Pondría peros, claro. La primera intenta situarse, al principio, en una posición equidistante: todos tienen sus razones, diríamos. Sin embargo, es fácil darse cuenta de cuál es la posición que prefiere la directora. En las escenas finales la frialdad no solo de determinados personajes, sino de la propia joven nos aleja de una intransigencia y una manipulación disfrazada de fe y respeto.
Nos sentimos más cerca de otro personaje, la tía, humana, incluso, en sus contradicciones. Hay sutileza y se agradece, pero también Alauda busca contentar a todo el mundo y cosechar premios y ampliar su público.
Panahi tiene un discurso claro y no esconde sus cartas.
Para mí es una adaptación libre de La muerte y la doncella.
El tema es el mismo: una persona reconoce a su torturador por la voz. ¿Qué hacer con él? ¿Matarlo, vengarse? ¿Estás seguro de que es la misma persona? Todo esto le sirve a Panahi para hablar de un entorno, el de Irán, mucho más complejo del que aparece en los medios de comunicación y lo hace de manera digna y sencilla acompañado de un ligero sentido del humor.

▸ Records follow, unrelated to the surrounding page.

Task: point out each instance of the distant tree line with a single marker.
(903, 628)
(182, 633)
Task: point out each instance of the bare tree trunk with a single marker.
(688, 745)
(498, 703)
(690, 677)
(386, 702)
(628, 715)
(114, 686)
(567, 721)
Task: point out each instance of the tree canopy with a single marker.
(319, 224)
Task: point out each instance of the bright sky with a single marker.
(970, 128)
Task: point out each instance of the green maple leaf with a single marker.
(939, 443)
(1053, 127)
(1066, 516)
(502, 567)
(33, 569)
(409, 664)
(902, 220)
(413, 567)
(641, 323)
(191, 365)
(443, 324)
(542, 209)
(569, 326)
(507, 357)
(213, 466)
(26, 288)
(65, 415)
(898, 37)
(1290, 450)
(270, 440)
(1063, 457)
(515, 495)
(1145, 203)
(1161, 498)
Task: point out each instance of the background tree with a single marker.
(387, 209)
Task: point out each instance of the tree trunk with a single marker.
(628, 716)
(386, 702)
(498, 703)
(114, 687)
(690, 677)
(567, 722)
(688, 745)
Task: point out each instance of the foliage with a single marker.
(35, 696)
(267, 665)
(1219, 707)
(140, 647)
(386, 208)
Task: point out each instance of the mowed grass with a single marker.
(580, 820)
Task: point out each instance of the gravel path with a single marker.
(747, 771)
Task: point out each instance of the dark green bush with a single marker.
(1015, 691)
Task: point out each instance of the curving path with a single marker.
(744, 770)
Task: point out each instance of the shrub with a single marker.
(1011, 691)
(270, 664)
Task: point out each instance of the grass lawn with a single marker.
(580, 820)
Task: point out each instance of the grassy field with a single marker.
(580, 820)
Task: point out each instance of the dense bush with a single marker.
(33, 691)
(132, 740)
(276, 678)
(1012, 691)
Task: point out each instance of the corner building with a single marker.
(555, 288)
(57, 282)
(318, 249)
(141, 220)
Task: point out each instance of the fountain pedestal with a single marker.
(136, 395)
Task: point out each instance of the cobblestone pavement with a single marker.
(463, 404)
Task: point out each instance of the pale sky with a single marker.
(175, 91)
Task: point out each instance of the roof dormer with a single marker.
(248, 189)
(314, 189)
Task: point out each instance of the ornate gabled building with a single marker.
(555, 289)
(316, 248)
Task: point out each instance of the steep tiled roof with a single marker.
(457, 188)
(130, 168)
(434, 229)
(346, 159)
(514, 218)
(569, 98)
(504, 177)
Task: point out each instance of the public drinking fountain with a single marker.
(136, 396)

Strany riu merece una reflexión aparte.
Es una obra extraña y sorprendente para ser la de un autor novel. Arriesgada y experimental. Tiene la apariencia de una narrativa convencional, pero es solo eso: apariencia. Hay mucho más. Es capaz de construir escenas donde intuimos lo imaginado por los personajes y, entonces, asistimos a dos tiempos, a dos mundos paralelos: el que otros perciben y el interior, el del protagonista. Este esfuerzo por recrear esa otra realidad que creamos en nuestra mente, también aparecía en su cortometraje: La nostra habitació. Y si transformar nuestra percepción es y debería ser el objetivo del arte, este nuevo autor, Jaume Claret ha dado un primer paso muy interesante.